A new study by the Pan American Health Organization (PAHO) has found that extensive disruptions in the diagnosis and management of non-communicable diseases (NCDs) in the Americas, including the Caribbean, occurred during the coronavirus (COVID-19) pandemic.
PAHO said that the study found that the situation had a “significant adverse impact on the region”.
The study, titled “What is the NCD service capacity and disruptions due to COVID-19? Results from the WHO non-communicable disease country capacity survey in the Americas region,” has been published in the British Medical Journal.
It revealed “significant and sustained disruptions,” affecting all countries of the region from 2019 to 2021, regardless of the level of investment in healthcare or NCD burden.
“People with NCDs require timely diagnosis, continuous treatment and access to essential medicines, as well as ongoing monitoring of their conditions,” Silvana Luciani, Chief of Noncommunicable Diseases at PAHO and one of the authors of the study.
“Yet the study shows that many countries were unable to meet these demands over the past three years,” she added.
The study found that while 81 per cent of the 35 countries surveyed identified NCDs services as part of the government’s core set of essential health services to be maintained during the pandemic, only 34 per cent reported functioning outpatient services for NCDs.
It said over 90 per cent reported disruptions in the provision of essential primary care services, including cancer screening and the management of diabetes and hypertension.
A quarter of all countries also reported stock-outs of diagnostic tools, as well as essential medicines and technologies for the treatment and management of NCDs.
To mitigate some of these disruptions, 67 per cent of countries replaced in-person consultations with telemedicine, and others implemented home-based care, triage and prioritization of care based on the severity of the condition.
“While more data is certainly needed, the results of this study are concerning,” said Luciani, noting that “around 240 million people currently live with a chronic condition in the Americas”.
She said access to diagnosis and treatment services for NCDs is essential to managing these conditions and preventing premature death.
PAHO said it is recommending integrating NCDs into universal health coverage and access, with a focus on ensuring affordable, quality care for NCD prevention and treatment as part of primary health care and empowering people living with NCDs to manage their conditions.

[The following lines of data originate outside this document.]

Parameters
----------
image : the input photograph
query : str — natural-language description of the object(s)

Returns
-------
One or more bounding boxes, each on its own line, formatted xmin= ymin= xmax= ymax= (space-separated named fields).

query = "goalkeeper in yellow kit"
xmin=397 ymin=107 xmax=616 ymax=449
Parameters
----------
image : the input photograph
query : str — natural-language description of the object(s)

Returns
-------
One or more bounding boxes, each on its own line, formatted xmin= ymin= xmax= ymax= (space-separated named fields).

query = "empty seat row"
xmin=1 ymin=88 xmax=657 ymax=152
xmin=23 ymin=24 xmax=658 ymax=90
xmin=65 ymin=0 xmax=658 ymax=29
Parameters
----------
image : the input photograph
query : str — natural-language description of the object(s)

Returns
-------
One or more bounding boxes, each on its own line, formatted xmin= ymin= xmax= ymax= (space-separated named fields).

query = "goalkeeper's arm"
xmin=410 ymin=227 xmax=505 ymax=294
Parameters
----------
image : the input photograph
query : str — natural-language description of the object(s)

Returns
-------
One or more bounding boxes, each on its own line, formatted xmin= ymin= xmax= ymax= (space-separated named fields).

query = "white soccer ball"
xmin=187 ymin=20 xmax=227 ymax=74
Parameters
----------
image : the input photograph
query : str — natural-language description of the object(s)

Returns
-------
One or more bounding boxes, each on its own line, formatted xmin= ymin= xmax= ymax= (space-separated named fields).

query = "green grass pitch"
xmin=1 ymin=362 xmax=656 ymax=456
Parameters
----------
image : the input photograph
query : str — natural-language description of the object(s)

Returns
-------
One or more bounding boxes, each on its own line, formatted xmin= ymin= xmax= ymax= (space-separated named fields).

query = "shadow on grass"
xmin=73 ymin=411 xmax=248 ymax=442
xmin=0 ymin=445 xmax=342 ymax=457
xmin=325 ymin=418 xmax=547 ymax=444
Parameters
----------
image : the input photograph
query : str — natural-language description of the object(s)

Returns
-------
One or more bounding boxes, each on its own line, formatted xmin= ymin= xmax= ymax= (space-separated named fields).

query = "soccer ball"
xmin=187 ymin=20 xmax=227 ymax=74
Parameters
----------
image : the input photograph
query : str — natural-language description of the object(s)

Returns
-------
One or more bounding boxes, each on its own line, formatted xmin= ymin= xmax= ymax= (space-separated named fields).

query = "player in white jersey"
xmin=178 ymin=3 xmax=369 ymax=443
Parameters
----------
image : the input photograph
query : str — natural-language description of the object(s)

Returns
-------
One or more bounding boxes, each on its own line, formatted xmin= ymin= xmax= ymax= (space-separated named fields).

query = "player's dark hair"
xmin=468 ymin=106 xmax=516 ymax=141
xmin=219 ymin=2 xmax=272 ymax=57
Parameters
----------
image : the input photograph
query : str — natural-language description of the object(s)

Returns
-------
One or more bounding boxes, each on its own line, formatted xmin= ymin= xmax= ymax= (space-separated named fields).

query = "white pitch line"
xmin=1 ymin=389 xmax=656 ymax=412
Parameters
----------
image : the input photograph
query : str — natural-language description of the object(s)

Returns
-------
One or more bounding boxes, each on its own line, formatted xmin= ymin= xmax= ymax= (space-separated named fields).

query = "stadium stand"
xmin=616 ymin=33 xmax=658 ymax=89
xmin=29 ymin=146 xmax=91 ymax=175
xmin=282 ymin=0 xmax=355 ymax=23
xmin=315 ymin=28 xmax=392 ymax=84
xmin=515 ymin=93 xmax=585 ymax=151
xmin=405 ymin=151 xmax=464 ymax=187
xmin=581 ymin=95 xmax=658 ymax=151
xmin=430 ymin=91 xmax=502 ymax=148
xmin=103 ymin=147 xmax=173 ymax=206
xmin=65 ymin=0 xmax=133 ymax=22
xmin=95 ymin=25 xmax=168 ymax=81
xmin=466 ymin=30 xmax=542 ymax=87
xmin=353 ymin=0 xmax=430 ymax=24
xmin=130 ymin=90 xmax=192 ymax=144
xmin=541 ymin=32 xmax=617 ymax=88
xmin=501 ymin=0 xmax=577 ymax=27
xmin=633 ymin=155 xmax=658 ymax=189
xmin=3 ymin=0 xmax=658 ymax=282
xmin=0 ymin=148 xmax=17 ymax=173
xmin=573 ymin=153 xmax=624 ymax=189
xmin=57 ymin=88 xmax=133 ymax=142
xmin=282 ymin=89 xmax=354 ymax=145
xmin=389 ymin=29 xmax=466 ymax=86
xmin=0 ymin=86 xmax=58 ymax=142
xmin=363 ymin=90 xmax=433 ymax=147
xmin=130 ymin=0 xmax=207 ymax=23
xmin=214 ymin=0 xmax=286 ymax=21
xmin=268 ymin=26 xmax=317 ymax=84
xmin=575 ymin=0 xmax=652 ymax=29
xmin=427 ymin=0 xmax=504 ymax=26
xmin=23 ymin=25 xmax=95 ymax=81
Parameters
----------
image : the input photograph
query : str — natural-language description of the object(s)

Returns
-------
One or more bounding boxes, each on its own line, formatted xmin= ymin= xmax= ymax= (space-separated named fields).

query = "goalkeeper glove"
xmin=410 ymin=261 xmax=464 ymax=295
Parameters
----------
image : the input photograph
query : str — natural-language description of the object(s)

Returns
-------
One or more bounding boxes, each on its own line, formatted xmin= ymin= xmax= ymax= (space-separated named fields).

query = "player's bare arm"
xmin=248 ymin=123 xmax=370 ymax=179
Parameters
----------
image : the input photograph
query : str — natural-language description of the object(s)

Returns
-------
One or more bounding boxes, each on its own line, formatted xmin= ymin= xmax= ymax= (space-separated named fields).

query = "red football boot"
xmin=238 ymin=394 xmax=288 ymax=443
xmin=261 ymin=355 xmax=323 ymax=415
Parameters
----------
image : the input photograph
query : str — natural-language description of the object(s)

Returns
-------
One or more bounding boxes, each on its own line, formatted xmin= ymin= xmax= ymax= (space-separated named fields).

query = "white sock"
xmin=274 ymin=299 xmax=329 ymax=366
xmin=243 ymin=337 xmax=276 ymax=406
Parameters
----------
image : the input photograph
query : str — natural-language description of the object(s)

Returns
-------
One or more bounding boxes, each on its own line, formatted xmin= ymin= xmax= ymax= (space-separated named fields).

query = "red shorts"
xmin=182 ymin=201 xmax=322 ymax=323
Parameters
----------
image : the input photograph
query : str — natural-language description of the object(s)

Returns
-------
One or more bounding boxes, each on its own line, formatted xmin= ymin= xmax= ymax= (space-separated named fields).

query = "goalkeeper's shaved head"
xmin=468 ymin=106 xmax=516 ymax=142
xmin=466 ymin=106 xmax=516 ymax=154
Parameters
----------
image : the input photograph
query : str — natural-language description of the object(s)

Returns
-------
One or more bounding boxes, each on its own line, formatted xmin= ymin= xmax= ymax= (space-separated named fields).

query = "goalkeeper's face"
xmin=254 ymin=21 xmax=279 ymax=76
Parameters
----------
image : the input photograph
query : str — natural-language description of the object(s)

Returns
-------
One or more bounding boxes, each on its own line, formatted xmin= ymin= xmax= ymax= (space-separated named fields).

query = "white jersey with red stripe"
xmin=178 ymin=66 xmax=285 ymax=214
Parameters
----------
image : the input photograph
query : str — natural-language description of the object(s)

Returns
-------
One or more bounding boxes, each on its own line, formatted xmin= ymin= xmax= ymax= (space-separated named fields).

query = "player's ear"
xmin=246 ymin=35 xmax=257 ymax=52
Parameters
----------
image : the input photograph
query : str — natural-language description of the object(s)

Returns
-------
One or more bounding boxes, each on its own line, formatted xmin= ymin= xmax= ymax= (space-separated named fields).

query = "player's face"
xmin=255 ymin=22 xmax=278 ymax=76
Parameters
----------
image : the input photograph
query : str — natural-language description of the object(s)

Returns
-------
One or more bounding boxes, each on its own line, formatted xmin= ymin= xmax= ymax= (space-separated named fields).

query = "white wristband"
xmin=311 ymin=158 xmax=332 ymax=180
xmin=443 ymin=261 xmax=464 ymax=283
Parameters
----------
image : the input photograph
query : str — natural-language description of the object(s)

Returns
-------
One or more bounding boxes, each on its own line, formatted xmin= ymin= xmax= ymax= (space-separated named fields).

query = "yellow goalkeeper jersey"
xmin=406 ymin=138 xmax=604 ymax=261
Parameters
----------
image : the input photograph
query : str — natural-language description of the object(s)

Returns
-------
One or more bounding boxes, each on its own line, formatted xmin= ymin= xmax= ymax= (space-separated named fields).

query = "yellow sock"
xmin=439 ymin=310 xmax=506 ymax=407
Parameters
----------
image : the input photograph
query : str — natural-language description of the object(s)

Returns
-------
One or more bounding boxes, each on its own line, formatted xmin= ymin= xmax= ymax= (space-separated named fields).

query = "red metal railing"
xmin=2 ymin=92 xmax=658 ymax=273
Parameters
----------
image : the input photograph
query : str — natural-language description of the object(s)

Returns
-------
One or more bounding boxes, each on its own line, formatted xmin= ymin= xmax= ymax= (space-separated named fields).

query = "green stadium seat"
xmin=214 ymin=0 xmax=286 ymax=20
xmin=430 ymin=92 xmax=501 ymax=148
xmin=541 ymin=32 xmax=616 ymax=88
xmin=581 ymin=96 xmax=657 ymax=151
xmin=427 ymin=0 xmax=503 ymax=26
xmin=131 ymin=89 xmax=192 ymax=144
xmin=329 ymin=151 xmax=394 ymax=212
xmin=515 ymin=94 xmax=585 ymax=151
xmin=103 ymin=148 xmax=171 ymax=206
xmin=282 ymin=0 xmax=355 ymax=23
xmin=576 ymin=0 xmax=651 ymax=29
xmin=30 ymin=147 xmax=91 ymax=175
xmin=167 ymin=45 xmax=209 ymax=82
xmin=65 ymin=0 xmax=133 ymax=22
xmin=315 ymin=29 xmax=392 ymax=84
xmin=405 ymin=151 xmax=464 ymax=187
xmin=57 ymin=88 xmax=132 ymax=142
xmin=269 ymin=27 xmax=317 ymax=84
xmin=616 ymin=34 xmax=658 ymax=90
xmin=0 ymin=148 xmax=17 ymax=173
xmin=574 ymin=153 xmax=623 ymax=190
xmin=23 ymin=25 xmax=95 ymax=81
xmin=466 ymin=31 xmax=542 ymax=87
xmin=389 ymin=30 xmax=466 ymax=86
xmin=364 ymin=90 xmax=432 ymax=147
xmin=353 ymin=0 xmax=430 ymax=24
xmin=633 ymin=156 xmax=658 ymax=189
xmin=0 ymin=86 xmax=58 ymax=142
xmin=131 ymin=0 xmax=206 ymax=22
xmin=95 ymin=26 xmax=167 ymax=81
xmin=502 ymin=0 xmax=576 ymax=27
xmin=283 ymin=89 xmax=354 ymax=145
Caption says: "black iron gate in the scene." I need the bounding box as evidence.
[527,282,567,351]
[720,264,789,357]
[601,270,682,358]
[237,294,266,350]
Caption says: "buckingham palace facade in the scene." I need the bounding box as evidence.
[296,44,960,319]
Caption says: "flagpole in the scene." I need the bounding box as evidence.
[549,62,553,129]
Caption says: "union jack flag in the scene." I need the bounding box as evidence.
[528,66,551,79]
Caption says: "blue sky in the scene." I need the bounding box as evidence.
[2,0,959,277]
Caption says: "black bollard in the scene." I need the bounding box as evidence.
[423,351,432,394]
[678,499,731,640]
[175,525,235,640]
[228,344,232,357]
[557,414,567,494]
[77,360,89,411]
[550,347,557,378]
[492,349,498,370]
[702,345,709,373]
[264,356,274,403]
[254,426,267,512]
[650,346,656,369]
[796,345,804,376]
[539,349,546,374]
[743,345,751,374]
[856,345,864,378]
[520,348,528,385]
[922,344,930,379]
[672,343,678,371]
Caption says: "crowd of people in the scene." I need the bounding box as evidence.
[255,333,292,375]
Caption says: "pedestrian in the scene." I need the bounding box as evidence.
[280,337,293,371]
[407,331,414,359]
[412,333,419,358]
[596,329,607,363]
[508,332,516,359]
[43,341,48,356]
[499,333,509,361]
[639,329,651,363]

In addition, NCDs should be considered as part of national emergency preparedness plans to ensure the continuity of essential NCD services, even during health emergencies and natural disasters.
PAHO said it will continue to provide support to countries of the Americas to maintain essential services. It said it is also working to mitigate some of the challenges posed by the COVID-19 pandemic by publishing guidelines to assist with triaging patients, telemedicine, multi-month prescribing, and the reorganization of oncology services.